O que eu quero dizer com isso? É que eu percebo. Desde que entrei para o colégio comecei a perceber a grande diferença entre eu e os outros, era como se eu soubesse algo que eles não sabiam, mas eu não fazia ideia do quer era e por incrível que pareça, isso me mantinha forte a respeito das coisas que eu precisava enfrentar.

A minha forma de tentar fazer amigos era um pouco estranha. Eu decorava a fala de uma novela na qual uma personagem falava: "Vai catar lata". Então, cada vez que uma criança se aproximava eu falava essa frase. Pessoas com autismo repetem frases, porque não sabem se expressar. Eu como Asperger adulta tenho mais facilidade de encontrar essas palavras e já sei me expressar muito bem, mas nem sempre foi assim, então agora posso explicar um pouco sobre isso.

Eu sempre gostei de estar perto de pessoas e de ter amigos. Não posso acreditar que alguém queira realmente ser deixado sozinho. O que incomoda é que as coisas nem sempre dão certo, sentimos muito quando as pessoas demonstram desinteresse em nossos assuntos, porque geralmente a gente se esforça muito para ouvi-las, esperamos que acabem de falar sobre suas coisas, mas a gente também gostaria de conversar sobre as nossas coisas. No final, acabamos nos acostumando com a solidão, sem sequer perceber como isso aconteceu.

Quando eu ouço alguém me tratar como se eu amasse ficar sozinha, isso me faz sentir solitária demais. Sinto como estivessem me dando um gelo de propósito. Isso é algo que tem sido corriqueiro nos últimos tempos porque a minha conexão com pessoas aumentou de certa forma. Algumas pessoas ficam muito tempo sem falar comigo, quando retornam elas vem acompanhadas de uma enxurrada de informações sobre suas vidas, coisas das quais eu não participei, me sinto mal por entender que eu só sou uma boa ouvinte, como um objeto virtual.

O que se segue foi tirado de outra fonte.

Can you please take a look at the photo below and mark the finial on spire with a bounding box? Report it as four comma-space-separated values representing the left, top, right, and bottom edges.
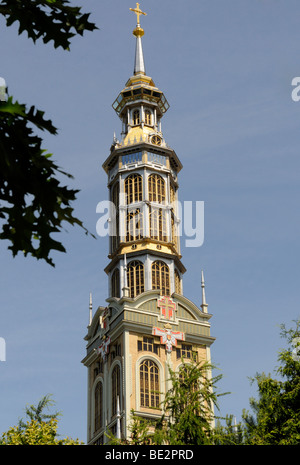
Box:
129, 3, 147, 74
129, 3, 147, 26
89, 292, 93, 325
201, 270, 208, 313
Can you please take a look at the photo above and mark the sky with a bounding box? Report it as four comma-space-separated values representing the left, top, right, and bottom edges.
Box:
0, 0, 300, 442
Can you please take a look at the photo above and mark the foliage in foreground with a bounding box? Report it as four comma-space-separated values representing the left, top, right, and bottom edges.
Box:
0, 396, 81, 446
108, 361, 224, 445
0, 0, 96, 266
243, 320, 300, 445
108, 320, 300, 445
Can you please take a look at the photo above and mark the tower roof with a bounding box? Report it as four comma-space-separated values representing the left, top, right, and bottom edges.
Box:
129, 3, 147, 75
112, 3, 169, 116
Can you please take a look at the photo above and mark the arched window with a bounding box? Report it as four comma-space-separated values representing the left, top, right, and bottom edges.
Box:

A vida cotidiana é repleta de situações difíceis, ás vezes, a emoção fica congelada dentro da gente e noutras vezes falamos sem parar, gritamos e falamos palavrão. Sozinhos, quando não temos que pensar nos outros e em nada mais, exibimos nossas expressões naturais, o que durante muito tempo me fez pensar que eu era louca. Porque eu conseguia sentir tantas coisas quando estava sozinha?

Lembramos de muitas situações da nossa vida, o problema é que são lembranças desordenadas, elas se repetem na nossa cabeça como se tivessem acabado de acontecer. Quando isso ocorre, as emoções que sentimos da primeira vez voltam com a mesma intensidade. Geralmente são memórias ruins, coisas que a gente não gostaria de relembrar, não desse jeito, podemos congelar, tremer ou entrar em pânico.

Eu percebi isso mais claramente em mim quando comecei a fazer terapia e tinha sensações ruins depois, quando estava sozinha. Depois eu fiz um tempo de Constelações Familiares, foi um tempo dificil porque eu não sabia do autismo e não sabia o que estava acontecendo comigo. Foi um grande erro da minha parte ter me exposto daquela forma, sem acompanhamento de um bom psiquiatra ou neuropsicólogo, eu poderia ter tentado o suicídio, fiz planos diversas vezes e de diversas formas, tamanho era o meu sofrimento. Em vez disso, eu me agredia fisicamente e o que realmente me salvou foi estar morando com os meus pais, eu jamais iria expô-los dessa forma.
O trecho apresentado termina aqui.